Reservoir engineers operating in mature fields across the world struggle to get necessary reservoir data to make their exploitation plans more realistic. Pressure transients are the most effective way to understand the dynamic behavior of the reservoir. Loss of production and cost of acquiring data versus the benefits has always been a classical management dilemma. With the advent of digital oilfield technology, the pressure and hence the deterioration in well deliverability can be continuously and cost effectively monitored. This paper illustrates how real-time data can be used to make decisions on when to invest in pressure transient tests, and when a test is run, how to minimize the downtime. The case studies presented here are for wells on electrical submersible pumps in various types of reservoirs across Latin America.

The paper briefly discusses the three pillars of digital oilfield; technology, processes and people and how they work together to achieve continuous reservoir and production optimization. Reservoir analysis for wells on electrical submersible pumps (ESP) is challenging due to the restrictions imposed by the downhole equipment. Our work presented here focuses on developing workflows and interpretation techniques for this unique environment.

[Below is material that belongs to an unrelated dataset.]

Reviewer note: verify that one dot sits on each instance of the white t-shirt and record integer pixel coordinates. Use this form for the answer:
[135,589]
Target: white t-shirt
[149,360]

Having sensors downhole provides operators with an opportunity to get pressure drawdown and buildup data when the ESP starts and stops. For the wells we monitor, 10% of these unscheduled events provided much coveted reservoir information without having to stop the production intentionally. For the scheduled pressure transient events, the data acquisition rates were actively changed to ensure sufficient high quality data. Also, the length of the test was decided in real time to make sure that the test was long enough to meet the objectives but not too long to increase the cost without additional benefits. Thus with real-time technology we were able to overcome the shortcomings of traditional well testing and address the concerns of both engineers and the management. Case studies are presented where production enhancement opportunities were uncovered as a result of scheduled and unscheduled events on wells producing with ESPs. The results show that more than 70% of wells can benefit from stimulation, potentially increasing production up to 300%. To make proactive decisions and act on the recommendations generated from these production enhancement opportunities is still a challenge that needs to be addressed.

For fields with large numbers of ESP wells, a time snap of reservoir properties could be periodically obtained to track changes in pressure, skin and permeability for real time optimization.